My second problem is with all 4 gpus running any mining software i use crashes after a few minutes of mining and just freezes my pc. I tried getting 4g more of ram to bump up my system to 8gb (improved overall stability but still get crashes). I really am stumped here and have no idea what to do with this one, have tried searching through forums but no solution has helped. Thought it was a nicehash issue, then started using nemosminer and mining pool hub. Still crashes and shit hashrates...

So, i think this may be an issue with faulty hardware. My 2 guesses are either my powersupply or my motherboard. I am guessing one of them cant support to provide enough power across the rig with more then 1 gpu. It cant be my gpus because when i plug each in separately  and benchmark them they all give me good hashrates individually. Just not with more then 1 plugged in...

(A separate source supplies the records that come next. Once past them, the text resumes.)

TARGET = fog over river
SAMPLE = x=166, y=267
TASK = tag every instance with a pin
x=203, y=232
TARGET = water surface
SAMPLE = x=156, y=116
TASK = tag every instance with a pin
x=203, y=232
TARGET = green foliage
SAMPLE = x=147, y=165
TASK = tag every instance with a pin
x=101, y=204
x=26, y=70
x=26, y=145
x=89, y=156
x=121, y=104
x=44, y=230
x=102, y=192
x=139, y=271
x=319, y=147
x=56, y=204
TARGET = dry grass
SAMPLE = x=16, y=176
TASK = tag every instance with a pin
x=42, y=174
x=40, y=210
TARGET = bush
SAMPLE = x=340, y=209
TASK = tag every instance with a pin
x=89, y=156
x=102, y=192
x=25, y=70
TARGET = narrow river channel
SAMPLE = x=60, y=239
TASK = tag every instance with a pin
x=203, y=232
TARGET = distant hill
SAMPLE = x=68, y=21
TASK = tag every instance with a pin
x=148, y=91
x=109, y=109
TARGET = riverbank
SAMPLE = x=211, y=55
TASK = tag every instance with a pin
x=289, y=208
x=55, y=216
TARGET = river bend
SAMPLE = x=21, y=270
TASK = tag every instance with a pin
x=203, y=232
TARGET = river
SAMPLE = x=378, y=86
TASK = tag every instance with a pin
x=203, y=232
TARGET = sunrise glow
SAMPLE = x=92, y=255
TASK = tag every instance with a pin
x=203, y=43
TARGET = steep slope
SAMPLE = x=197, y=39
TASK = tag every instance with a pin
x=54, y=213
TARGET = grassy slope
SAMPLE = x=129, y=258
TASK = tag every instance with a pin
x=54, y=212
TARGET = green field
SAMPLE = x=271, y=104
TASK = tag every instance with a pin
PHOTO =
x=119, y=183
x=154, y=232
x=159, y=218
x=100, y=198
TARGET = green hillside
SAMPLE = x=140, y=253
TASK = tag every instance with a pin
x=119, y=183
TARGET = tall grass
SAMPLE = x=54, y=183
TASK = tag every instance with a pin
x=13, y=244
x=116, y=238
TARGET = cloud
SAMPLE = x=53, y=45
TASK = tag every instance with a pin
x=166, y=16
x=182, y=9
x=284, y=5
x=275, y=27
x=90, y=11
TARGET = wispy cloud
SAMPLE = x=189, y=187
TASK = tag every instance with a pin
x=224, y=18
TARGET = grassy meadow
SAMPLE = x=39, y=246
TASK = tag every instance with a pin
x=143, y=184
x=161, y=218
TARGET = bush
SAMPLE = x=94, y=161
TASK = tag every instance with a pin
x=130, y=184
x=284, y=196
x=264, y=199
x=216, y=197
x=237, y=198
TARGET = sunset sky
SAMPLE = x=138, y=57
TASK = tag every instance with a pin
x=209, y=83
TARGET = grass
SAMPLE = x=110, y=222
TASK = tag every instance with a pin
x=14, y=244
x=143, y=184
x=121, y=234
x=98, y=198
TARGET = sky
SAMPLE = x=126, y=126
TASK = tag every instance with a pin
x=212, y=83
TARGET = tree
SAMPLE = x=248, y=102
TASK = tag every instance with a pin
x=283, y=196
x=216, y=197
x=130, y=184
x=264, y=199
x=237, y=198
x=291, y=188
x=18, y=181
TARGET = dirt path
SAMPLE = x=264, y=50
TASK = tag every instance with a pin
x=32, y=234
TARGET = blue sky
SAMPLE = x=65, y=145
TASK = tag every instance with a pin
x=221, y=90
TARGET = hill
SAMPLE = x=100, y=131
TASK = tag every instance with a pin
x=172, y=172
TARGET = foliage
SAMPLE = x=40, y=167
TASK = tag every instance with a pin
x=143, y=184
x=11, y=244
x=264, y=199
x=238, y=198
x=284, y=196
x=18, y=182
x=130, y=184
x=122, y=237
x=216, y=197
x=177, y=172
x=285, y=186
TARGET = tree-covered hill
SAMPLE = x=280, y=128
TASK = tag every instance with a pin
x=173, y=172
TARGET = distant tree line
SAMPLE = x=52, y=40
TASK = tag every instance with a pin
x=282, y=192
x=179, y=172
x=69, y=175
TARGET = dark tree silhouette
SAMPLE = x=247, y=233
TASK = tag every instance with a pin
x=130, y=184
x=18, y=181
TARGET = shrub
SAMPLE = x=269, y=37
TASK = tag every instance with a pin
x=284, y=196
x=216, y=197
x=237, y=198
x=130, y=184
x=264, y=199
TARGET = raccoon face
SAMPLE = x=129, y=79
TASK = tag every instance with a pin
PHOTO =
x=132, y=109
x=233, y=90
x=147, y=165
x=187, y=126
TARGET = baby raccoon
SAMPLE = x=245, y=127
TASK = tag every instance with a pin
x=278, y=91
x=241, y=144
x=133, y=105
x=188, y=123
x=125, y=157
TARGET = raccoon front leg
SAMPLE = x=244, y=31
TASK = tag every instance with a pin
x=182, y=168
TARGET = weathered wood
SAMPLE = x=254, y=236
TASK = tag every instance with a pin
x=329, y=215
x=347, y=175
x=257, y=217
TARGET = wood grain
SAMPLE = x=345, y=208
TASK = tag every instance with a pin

I have spent the past 3 weeks trying to solve this and its doing my head in, alot of lost revenue aswell so if any one has any ideas please let me know.

Thanks,

IMHO, sounds like a power issue to me. when gpu cards dont get enough power it will run slower. I see this a lot when I undervolt my cards. some cards respond better to undervolting and can clock at a higher speed, some just default to a lower speed because it doesnt get enough power. probably silicon variation.


Title: Re: (REWARD) Cannot get mining rig to be stable or provide a good total hashrate
Post by: ViperGuyMike on February 15, 2018, 08:37:38 PM
Thanks for all your help:

My virtual memory is already set to 50000 so thats not the issue.

I have ordered some molex powered risers to see if potentially thats the issue.

I have tried using a linux based OS but still get shit combined hashrates.

I am running the cards at stock settings so its not that

I am using a corsiar hx1200 powersupply, i have flicked it to single rail and will report the results. The other information is a bit confusing as i dont know how to manually assign things to specific rails in my psu.

I have tried some testing and it seems my rig just will not go above roughly 750 m/s if i plug 2 cards in, first one will hash at 450 and then next at 300, then if i plug all 4 in they will do some some random arrangement of hash rates to equal roughly 750. Has anyone ever heard of a problem like this?

Nic, did you ever get this sorted out? If not, let me know as I might have another trick or two you can try. Let me know if all of the cards show up in device manager, and if they all say working properly when you view the properties of each card.